All Products
Search
Document Center

PolarDB:Use Hash Match to perform IMCI-enabled operations

Last Updated:Mar 28, 2026

The In-Memory Column Index (IMCI) executor in PolarDB represents intermediate results as line numbers by default. For large queries whose data exceeds available memory, this approach causes excessive random and repeated I/O, degrading execution efficiency. To address this, the IMCI executor introduces a set of operators that materialize intermediate results. This topic describes the Hash Match operator—the materialized counterpart of Hash Join—and explains how it implements intermediate result materialization.

Execution plan

The Hash Match operator runs in two phases: the build phase and the probe phase.

  • Build phase: Join predicates serve as keys to hash each row of the left table into a hash table.

  • Probe phase: The right table is scanned, rows are matched against the hash table using the same join predicates, and the result set is emitted based on the join type.

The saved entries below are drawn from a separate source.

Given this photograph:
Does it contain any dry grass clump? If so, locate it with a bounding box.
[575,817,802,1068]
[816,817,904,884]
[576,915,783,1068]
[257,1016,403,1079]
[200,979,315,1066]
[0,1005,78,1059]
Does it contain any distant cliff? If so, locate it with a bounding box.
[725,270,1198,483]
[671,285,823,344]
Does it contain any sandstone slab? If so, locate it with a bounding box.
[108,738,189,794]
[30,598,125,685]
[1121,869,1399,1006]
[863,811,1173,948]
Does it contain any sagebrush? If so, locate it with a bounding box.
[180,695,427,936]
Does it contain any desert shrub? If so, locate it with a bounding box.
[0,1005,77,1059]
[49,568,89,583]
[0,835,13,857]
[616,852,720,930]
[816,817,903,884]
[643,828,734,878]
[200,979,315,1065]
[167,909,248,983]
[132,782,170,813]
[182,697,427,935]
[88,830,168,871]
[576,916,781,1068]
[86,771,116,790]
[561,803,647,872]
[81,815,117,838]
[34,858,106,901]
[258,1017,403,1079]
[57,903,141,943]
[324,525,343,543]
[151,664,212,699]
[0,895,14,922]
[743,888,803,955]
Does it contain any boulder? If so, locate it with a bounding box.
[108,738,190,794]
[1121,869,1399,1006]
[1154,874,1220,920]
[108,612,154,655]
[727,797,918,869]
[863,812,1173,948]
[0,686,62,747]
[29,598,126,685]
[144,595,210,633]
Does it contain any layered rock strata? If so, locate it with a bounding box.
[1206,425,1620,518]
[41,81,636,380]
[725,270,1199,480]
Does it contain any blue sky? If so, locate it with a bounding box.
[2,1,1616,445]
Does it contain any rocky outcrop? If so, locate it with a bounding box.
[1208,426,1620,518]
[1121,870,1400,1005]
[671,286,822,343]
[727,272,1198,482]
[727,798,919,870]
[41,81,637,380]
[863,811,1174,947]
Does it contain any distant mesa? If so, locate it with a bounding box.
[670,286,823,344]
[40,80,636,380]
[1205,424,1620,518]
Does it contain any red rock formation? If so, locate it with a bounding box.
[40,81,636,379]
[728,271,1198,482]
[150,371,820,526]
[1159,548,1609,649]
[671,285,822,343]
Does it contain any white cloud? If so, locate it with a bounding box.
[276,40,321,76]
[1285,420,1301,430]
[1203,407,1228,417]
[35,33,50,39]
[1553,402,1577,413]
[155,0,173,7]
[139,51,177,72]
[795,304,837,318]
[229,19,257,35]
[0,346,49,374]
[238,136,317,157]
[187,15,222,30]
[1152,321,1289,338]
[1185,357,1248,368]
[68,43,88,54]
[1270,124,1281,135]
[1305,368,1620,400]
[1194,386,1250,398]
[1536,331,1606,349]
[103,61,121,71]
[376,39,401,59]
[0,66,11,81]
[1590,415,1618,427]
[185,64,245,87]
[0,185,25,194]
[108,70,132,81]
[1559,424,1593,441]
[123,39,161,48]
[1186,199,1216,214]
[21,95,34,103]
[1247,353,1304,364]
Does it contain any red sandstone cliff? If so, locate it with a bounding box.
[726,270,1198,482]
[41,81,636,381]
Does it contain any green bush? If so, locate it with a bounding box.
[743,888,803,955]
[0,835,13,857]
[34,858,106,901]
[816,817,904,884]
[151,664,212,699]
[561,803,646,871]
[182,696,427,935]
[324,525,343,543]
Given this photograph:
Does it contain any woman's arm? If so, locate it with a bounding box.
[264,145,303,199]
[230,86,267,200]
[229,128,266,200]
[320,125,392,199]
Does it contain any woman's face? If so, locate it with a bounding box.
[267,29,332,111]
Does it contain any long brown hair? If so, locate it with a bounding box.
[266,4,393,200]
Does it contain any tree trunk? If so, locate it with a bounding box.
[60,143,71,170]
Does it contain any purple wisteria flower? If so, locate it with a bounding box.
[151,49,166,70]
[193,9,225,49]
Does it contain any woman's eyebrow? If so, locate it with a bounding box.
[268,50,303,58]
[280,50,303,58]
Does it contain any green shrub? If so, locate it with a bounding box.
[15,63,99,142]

To avoid building one oversized hash table that causes severe conflicts or requires continuous resizing, the left table is partitioned by specific rules. Each partition gets its own independent hash table. During the probe phase, the system looks up only the hash table in the partition where each right-table row belongs.

Build phase

The build feature is implemented in doOpen, which runs two sub-phases sequentially: doBuild and doMerge. Each sub-phase uses a thread group for concurrent processing.

doBuild

Each worker thread builds independent hash tables for each partition using the left table data, producing a worker x partition matrix of hash maps:

Worker\PartitionPartition0Partition1...PartitionN
Worker0HashMap00HashMap01...HashMap0N
Worker1HashMap10HashMap11...HashMap1N
...............
WorkerMHashMapM0HashMapM1...HashMapMN

Each hash table entry is a UInt64 value that encodes the position of the chunk corresponding to that key. The UInt64 is split into three bit-level fields:

  • UInt16: the worker thread that owns the chunk

  • UInt16: the chunk offset

  • UInt32: the array index within the chunk

Worker threads fetch tuples from the left table in parallel and insert them into the hash table for their assigned worker and partition—without locking. This continues until all left-table data is processed.

doMerge

After doBuild, each partition has one hash table per worker thread. The probe phase requires a single hash table per partition, so doMerge consolidates all per-worker hash tables in a partition into one:

Build\PartitionPartition0Partition1...PartitionN
MergeHashMap0HashMap1...HashMapN

Each partition is merged by a single worker thread independently, eliminating lock synchronization. Because the number of partitions exceeds the number of worker threads, the workload is evenly distributed across workers.

Spill to disk in the build phase

Each worker thread receives an equal share of the total memory quota. When available memory cannot hold all hash tables and chunks, the operator spills entire partitions to disk, starting from the highest-numbered partition, until the remaining in-memory partitions can be processed normally. If no partition fits in memory, an OutOfMemoryError is thrown.

During doBuild, if a worker thread cannot add a key-value pair to a hash table or store a chunk due to insufficient memory, it spills the data for its highest-numbered partition to disk:

  1. Chunks are written to a temporary file and their memory is released.

  2. The hash table for that partition is deleted.

  3. When the partition is needed later, the chunks are read from the temporary file and the hash table is rebuilt.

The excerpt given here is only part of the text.